The Pity Party Daniel Greenfield Reviews “The Pity Party-A Mean-Spirited Diatribe Against Liberal Compassion.” by William Voegeli

http://www.frontpagemag.com/2015/dgreenfield/the-pity-party-1/print/

Progressives will always claim that no matter how badly their plans go wrong, at least their terrible policies were well-intentioned.

The regimes that shot orphans, starved entire cities into submission and committed genocide were “caring” in comparison to the heartless Dickensian capitalists who did nothing for the poor except create cheap products and jobs. They might have killed millions, but their red hearts were in the right place.

They didn’t just spend all their time gobbling caviar and diving into swimming pools full of all money like the millionaires of the West. Instead they gave speeches about Marxism-Leninism, killed anyone who wasn’t up on their dialectical materialism and then gobbled working class caviar and dove into proletarian swimming pools full of money.

The path to everything from death panels to gulags was paved by outrage over the oppressed and compassion for the less fortunate… even if the real less fortunate turned out to be those on whom the tender-hearted compassion of progressives was practiced on.

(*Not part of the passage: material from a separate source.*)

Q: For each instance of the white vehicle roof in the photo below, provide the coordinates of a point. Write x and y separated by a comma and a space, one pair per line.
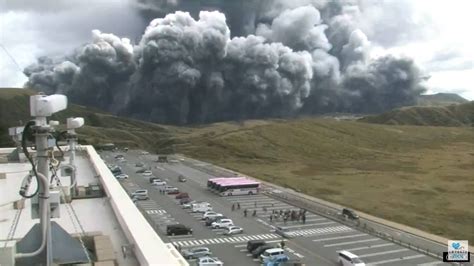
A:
274, 250
348, 254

That compassion is the theme of William Voegeli’s “The Pity Party: A Mean-Spirited Diatribe Against Liberal Compassion.” Going from Bill Clinton’s “I Feel Your Pain” to Barack Obama’s “Yes, We Can,” Voegeli challenges the conspicuous compassion and self-centered emotional displays on which the contemporary progressive argument is built.

Rather than dealing with the issues, the left deals in narratives. Its pornography of misery bypasses facts, particularly those which demonstrate that it is the left’s policies that create misery, thereby showing the dangers of placing compassion above any other value; including truth. And that is one of the subjects explored in Voegeli’s book whose themes occupy the moral realm as much as the sphere of government policy.

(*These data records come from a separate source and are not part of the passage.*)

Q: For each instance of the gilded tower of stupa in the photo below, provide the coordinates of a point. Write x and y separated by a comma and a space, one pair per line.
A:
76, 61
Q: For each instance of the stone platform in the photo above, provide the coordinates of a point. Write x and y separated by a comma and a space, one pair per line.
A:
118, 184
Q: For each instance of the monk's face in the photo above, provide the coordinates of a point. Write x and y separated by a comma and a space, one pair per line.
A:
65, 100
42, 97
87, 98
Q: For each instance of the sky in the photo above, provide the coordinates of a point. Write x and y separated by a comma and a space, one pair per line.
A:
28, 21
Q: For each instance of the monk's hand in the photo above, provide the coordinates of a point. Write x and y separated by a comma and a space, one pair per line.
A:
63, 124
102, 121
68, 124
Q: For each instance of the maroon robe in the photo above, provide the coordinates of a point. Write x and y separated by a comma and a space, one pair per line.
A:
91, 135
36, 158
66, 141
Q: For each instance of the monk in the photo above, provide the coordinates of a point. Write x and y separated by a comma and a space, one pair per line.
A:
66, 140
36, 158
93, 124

“So many Americans,” Voegeli writes, take for granted, “that moral growth requires little else than feeling, acting and being more compassionate.”

The conspicuous compassion of progressivism results in the appearance of goodness, without its substance. It is easy to mandate social welfare. Especially at someone else’s expense. What is difficult is grappling with human limitations and aspirations. That’s why the War on Poverty failed.

FDR explicitly laid out the moral double standard for the right and the left. The Pity Party quotes him as saying, “Divine justice weighs the sins of the cold-blooded and the sins of the warm-hearted in different scales. Better the occasional faults of a government that lives in a spirit of charity than the consistent omissions of a government frozen in the ice of its own indifference.”

There lies the high-minded formula for dismissing the crimes of the left as the “occasional faults” of warm-blooded leftists over the neglect of a conservative government. FDR was saying that it was better to do something, even if it was the wrong thing, than to do nothing. It was a left-wing indictment of nothing less than the United States Constitution. The argument is echoed today in defense of amnesty and any other disastrous Obama policy by asserting that doing something is better than nothing.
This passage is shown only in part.